Rule by Government Press Release & Legal Status of Recommendations

The Ontario government has been making orders under the Emergency Management and Civil Protection Act (EMCPA) to address the coronavirus epidemic. It has quickly advised of the orders through press releases on the Ontario government news website. The orders take the form of regulations (and orders in council and sometimes only orders in council). However, it has not always been as quick — or quick enough — to post the regulation itself under the EMCPA. This is a problem.

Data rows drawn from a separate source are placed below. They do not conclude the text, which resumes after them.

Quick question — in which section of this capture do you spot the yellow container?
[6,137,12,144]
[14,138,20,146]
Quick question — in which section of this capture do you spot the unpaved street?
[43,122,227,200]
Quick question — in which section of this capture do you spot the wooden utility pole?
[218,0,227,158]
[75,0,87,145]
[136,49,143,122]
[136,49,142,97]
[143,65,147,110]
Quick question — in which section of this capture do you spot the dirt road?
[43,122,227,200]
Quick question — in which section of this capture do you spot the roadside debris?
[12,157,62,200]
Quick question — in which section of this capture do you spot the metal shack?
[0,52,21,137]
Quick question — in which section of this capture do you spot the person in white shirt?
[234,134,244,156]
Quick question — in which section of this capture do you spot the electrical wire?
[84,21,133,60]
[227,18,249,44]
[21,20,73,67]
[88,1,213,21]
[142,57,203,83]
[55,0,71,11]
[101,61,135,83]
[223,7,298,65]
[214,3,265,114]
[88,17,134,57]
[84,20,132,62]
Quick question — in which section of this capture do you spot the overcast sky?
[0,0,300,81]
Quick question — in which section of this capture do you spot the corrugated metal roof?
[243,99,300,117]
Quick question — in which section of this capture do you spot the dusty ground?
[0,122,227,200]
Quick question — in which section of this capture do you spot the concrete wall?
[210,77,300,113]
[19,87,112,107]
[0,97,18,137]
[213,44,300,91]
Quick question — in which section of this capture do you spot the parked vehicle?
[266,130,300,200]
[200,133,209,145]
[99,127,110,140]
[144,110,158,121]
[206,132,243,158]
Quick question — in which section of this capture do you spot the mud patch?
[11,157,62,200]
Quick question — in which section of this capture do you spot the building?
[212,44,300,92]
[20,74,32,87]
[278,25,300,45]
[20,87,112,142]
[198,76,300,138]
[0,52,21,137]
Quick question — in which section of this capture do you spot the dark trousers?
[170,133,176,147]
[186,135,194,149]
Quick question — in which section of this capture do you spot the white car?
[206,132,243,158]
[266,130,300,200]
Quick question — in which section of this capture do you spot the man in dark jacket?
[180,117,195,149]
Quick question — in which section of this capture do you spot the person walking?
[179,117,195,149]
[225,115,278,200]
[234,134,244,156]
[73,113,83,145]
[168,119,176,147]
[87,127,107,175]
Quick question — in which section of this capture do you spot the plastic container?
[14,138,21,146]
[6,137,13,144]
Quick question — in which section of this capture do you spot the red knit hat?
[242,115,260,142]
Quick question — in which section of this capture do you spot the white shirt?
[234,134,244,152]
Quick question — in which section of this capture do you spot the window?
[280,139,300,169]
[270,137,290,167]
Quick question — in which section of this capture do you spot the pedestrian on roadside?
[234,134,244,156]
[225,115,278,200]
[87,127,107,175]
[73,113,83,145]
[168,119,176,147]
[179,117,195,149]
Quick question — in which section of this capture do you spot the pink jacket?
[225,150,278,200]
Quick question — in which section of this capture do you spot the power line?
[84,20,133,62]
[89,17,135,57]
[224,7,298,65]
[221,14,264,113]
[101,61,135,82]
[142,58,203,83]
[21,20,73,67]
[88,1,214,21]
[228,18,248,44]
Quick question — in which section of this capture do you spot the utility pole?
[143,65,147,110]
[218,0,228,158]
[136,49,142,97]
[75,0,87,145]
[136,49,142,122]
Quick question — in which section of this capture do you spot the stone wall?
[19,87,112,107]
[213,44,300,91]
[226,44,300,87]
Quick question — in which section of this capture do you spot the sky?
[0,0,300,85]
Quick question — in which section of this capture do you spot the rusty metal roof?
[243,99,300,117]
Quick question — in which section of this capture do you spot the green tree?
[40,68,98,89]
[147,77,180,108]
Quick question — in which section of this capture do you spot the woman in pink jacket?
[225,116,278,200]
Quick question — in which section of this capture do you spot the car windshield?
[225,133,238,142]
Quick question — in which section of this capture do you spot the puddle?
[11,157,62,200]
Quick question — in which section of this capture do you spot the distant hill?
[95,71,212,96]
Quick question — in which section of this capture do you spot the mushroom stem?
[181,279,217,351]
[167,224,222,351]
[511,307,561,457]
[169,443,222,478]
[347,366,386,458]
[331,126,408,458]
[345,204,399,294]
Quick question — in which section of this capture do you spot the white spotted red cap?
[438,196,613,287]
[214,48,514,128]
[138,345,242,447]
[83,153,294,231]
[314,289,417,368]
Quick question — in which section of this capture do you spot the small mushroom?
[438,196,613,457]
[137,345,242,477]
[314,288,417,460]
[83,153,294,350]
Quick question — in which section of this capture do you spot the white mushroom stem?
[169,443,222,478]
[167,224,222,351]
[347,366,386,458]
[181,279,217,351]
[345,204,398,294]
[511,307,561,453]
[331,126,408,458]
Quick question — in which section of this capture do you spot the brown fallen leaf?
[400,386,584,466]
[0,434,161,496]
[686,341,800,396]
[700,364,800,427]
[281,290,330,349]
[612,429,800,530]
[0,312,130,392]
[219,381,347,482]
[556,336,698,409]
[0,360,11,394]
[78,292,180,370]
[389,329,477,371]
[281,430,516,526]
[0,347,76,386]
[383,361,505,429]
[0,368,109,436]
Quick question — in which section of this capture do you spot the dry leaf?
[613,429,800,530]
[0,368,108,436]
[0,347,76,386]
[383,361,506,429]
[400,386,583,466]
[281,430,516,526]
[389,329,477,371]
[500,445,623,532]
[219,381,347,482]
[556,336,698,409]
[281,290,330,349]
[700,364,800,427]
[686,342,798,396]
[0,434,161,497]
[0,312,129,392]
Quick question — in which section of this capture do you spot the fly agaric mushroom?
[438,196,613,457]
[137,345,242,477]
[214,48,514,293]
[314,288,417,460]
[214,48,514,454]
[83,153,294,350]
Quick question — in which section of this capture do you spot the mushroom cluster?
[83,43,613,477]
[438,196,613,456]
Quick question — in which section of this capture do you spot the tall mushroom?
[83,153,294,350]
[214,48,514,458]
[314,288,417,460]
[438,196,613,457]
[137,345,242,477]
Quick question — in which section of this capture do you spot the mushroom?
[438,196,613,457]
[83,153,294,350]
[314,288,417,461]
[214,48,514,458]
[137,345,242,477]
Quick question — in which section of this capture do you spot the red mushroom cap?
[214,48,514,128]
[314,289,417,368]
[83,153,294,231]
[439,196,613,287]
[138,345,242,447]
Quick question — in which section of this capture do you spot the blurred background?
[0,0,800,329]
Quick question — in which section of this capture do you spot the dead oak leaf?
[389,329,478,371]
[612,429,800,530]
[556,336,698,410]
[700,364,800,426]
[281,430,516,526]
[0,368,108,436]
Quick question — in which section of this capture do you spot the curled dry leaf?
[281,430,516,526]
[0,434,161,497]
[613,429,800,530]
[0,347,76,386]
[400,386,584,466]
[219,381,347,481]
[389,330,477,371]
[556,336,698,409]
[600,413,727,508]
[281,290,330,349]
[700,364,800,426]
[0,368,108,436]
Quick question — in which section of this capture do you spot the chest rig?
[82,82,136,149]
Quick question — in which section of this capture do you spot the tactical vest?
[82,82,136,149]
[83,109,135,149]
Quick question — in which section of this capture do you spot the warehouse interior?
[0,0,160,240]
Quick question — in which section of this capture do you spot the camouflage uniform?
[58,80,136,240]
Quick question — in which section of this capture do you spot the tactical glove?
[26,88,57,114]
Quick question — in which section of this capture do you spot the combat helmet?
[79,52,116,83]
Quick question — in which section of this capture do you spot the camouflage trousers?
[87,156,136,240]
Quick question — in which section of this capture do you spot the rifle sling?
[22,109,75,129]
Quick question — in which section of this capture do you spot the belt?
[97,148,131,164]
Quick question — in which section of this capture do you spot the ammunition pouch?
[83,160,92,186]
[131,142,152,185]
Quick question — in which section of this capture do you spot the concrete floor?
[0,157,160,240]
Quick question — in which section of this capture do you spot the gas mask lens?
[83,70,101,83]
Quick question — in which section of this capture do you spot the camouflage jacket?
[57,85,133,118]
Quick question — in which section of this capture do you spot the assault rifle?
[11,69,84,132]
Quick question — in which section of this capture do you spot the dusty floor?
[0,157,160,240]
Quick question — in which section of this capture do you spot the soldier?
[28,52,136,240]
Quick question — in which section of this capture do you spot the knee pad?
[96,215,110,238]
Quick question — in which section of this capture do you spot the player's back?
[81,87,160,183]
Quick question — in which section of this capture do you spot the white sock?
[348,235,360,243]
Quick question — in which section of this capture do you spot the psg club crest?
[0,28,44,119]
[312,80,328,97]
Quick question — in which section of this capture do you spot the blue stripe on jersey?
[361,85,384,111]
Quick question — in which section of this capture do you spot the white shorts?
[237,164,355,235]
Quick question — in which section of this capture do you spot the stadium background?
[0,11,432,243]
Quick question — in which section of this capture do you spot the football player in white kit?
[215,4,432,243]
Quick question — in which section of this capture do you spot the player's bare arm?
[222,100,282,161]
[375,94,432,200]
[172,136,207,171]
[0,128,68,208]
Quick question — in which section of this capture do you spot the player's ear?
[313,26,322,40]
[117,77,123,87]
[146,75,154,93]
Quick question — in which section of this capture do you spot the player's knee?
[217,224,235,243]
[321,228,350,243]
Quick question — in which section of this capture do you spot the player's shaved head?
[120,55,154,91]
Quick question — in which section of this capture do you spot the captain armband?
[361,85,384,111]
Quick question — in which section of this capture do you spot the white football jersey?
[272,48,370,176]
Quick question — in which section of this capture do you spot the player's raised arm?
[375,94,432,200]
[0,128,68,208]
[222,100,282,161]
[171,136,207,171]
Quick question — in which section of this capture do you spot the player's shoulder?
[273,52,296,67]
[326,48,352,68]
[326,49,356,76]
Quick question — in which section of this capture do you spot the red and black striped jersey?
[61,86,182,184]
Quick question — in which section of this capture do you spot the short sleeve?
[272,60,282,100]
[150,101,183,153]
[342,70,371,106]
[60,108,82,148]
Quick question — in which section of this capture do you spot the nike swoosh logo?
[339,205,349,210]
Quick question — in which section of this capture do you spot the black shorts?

The rule of law requires that we know which obligations have legal status and that the law is accessible. We can expect people to know that some actions are against the law just because they live in Canadian society: it is illegal to kill someone, for example, although the fine points (such as killing in self-defence or whether it is premeditated) may require more consideration to reach an appropriate assessment. We don’t expect people to know some legal requirements, such as conditions imposed on building an extension on your house, although generally, we know there are probably some requirements and that we need to find out what they are. But regardless of whether legal obligations fall into one or more of these (or other) categories of “knowability”, we should be able to find the actual law in statute, regulation or the common law as interpreted by the courts, and not be reliant on government press releases or media reports.

Recognizing circumstances are changing quickly, the public availability of regulations under the EMCPA has not always been what it needs to be. Regulations should be posted under their authorizing statute. I use the essential business orders to illustrate the problem with not maintaining currency with posting, although the point is valid in relation to all regulations and orders in council under the EMCPA (or, of course, any other statute).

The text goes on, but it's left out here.